Bergungsaktionen im Mittelmeer Rettungsschiff darf Italien ansteuern

  • Mit über 300 geretteten Flüchtlingen an Bord darf das spanische Rettungsschiff «Open Arms»in den sizilianischen Hafen Pozallo einlaufen.
  • Wegen einer Blockade dieses Schiffes im vergangenen Jahr droht dem ehemaligen italienischen Innenminister Matteo Salvini jetzt ein weiteres Verfahren wegen Freiheitsberaubung.
  • Zudem gerät Rom wegen eines Deals mit Libyen zur Migrationsbekämpfung immer stärker ins Kreuzfeuer der Kritik.

Malta verweigert Hafeneinfahrt

Das spanische Rettungsschiff «Open Arms» hat von Italien die Erlaubnis bekommen, in den sizilianischen Hafen Pozallo einzulaufen. Das teilte die gleichnamige Organisation via Twitter mit.

Zuvor verweigerte Malta der Organisation eine Erlaubnis zum Anlegen. Das Schiff hat nach Angaben der Besatzung über 360 Geflüchtete an Bord, die bei fünf Einsätzen gerettet worden seien.

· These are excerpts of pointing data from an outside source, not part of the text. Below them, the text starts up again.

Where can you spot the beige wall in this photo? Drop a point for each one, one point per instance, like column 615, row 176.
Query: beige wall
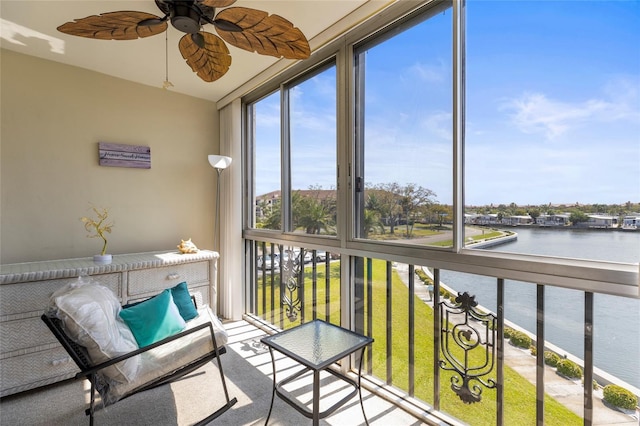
column 52, row 118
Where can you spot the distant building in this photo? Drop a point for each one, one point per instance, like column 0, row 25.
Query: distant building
column 631, row 222
column 602, row 221
column 553, row 219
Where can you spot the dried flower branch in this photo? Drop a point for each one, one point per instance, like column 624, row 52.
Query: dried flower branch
column 98, row 227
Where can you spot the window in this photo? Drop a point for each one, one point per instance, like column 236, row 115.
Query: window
column 404, row 133
column 265, row 131
column 312, row 114
column 307, row 171
column 552, row 145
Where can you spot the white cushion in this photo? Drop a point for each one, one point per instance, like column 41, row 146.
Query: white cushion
column 90, row 316
column 171, row 356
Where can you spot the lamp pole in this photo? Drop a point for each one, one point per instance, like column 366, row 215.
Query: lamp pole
column 218, row 162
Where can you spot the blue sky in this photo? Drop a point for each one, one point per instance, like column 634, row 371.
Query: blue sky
column 552, row 107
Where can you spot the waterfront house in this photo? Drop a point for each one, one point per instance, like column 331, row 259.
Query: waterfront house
column 55, row 112
column 553, row 219
column 631, row 222
column 602, row 221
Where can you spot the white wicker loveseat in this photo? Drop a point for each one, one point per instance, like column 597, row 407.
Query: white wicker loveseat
column 123, row 350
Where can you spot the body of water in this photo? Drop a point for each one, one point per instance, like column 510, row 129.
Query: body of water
column 616, row 319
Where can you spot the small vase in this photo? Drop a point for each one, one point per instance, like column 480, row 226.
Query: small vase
column 102, row 258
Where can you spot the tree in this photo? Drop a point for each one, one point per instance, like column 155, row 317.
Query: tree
column 385, row 196
column 413, row 199
column 310, row 213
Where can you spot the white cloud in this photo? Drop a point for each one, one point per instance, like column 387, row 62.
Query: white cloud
column 539, row 113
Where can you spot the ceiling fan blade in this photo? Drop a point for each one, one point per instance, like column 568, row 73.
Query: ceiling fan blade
column 217, row 3
column 121, row 25
column 263, row 33
column 211, row 61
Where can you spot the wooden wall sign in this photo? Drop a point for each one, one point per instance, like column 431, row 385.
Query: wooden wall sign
column 119, row 155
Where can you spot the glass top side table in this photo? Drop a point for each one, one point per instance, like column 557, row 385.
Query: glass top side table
column 316, row 345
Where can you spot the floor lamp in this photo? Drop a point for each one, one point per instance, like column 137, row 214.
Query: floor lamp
column 218, row 162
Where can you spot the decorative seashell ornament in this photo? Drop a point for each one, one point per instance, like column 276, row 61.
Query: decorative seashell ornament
column 187, row 246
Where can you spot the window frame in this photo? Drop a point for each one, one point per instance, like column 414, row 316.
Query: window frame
column 613, row 278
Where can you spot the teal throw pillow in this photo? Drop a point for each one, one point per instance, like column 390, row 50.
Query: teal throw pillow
column 183, row 301
column 154, row 319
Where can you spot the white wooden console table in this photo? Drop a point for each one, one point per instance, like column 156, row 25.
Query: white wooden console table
column 30, row 355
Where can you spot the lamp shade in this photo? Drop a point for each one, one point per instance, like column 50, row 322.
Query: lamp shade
column 219, row 161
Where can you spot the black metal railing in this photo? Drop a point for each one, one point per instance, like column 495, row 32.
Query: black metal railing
column 452, row 365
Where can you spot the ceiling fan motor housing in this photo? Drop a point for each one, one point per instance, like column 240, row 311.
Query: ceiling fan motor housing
column 186, row 16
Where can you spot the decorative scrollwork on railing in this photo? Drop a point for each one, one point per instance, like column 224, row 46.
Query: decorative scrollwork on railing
column 460, row 337
column 291, row 278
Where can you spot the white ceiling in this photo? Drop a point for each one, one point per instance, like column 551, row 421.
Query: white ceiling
column 29, row 27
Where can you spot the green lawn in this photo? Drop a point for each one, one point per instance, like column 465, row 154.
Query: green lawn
column 519, row 394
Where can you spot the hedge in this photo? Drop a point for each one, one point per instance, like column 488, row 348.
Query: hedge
column 570, row 369
column 551, row 358
column 520, row 340
column 620, row 397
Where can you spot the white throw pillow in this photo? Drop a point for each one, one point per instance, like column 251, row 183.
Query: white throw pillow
column 90, row 315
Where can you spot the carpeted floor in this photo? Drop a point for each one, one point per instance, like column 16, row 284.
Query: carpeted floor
column 248, row 369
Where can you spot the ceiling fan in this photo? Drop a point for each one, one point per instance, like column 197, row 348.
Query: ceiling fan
column 207, row 54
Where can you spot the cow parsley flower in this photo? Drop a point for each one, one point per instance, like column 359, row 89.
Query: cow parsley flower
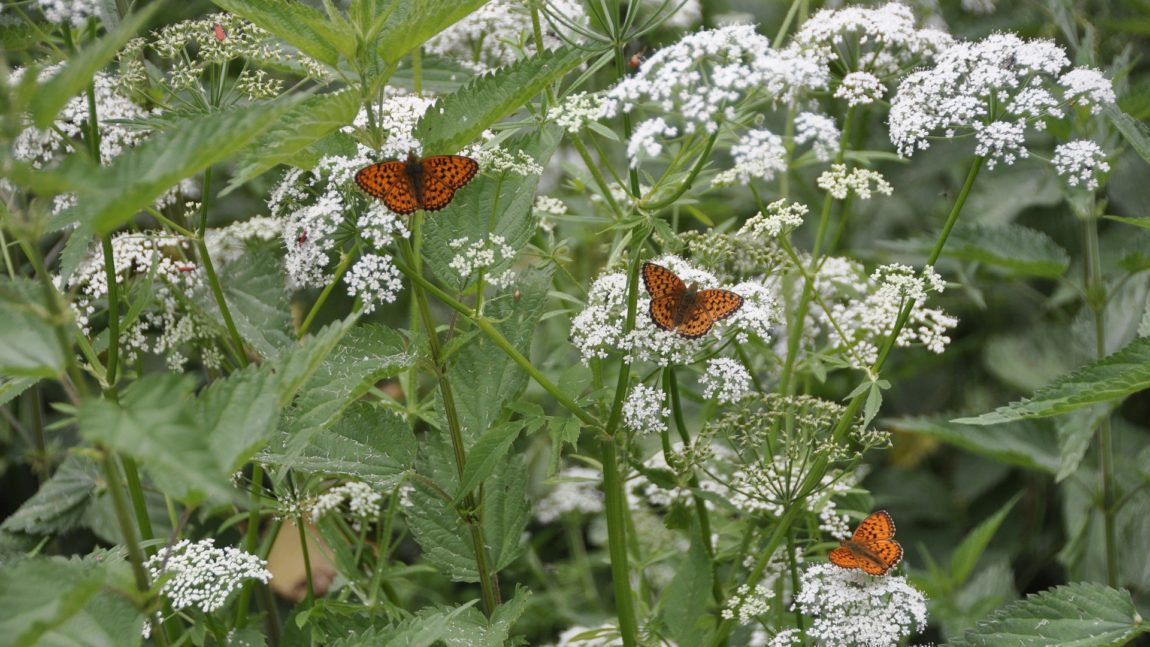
column 1080, row 162
column 200, row 575
column 726, row 380
column 759, row 154
column 645, row 410
column 840, row 183
column 850, row 608
column 576, row 491
column 994, row 87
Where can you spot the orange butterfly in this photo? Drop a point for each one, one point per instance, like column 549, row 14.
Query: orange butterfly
column 427, row 184
column 685, row 309
column 872, row 548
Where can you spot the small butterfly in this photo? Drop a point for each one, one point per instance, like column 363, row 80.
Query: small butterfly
column 872, row 548
column 427, row 184
column 685, row 309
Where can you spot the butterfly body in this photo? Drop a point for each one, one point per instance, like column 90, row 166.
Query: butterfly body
column 412, row 184
column 872, row 548
column 683, row 308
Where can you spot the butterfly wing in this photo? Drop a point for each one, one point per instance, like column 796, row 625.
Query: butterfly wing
column 453, row 171
column 660, row 282
column 878, row 525
column 389, row 182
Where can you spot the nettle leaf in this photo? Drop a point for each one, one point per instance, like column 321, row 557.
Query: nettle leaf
column 113, row 194
column 56, row 601
column 300, row 25
column 29, row 346
column 367, row 444
column 457, row 120
column 77, row 72
column 1080, row 614
column 1012, row 247
column 688, row 593
column 491, row 205
column 1026, row 444
column 406, row 24
column 60, row 503
column 483, row 377
column 1113, row 377
column 308, row 122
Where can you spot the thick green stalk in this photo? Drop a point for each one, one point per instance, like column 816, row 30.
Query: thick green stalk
column 1096, row 299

Ermittlungen gegen Ex-Innenminister Salvini

Wegen einer Blockade des Rettungsschiffes «Open Arms» im vergangenen Jahr droht Italiens Ex-Innenminister Matteo Salvini jetzt ein weiteres Verfahren. Es geht um den Vorwurf der Freiheitsberaubung im Zusammenhang mit seiner Blockadepolitik gegen Rettungsboote mit Flüchtlingen und Migranten.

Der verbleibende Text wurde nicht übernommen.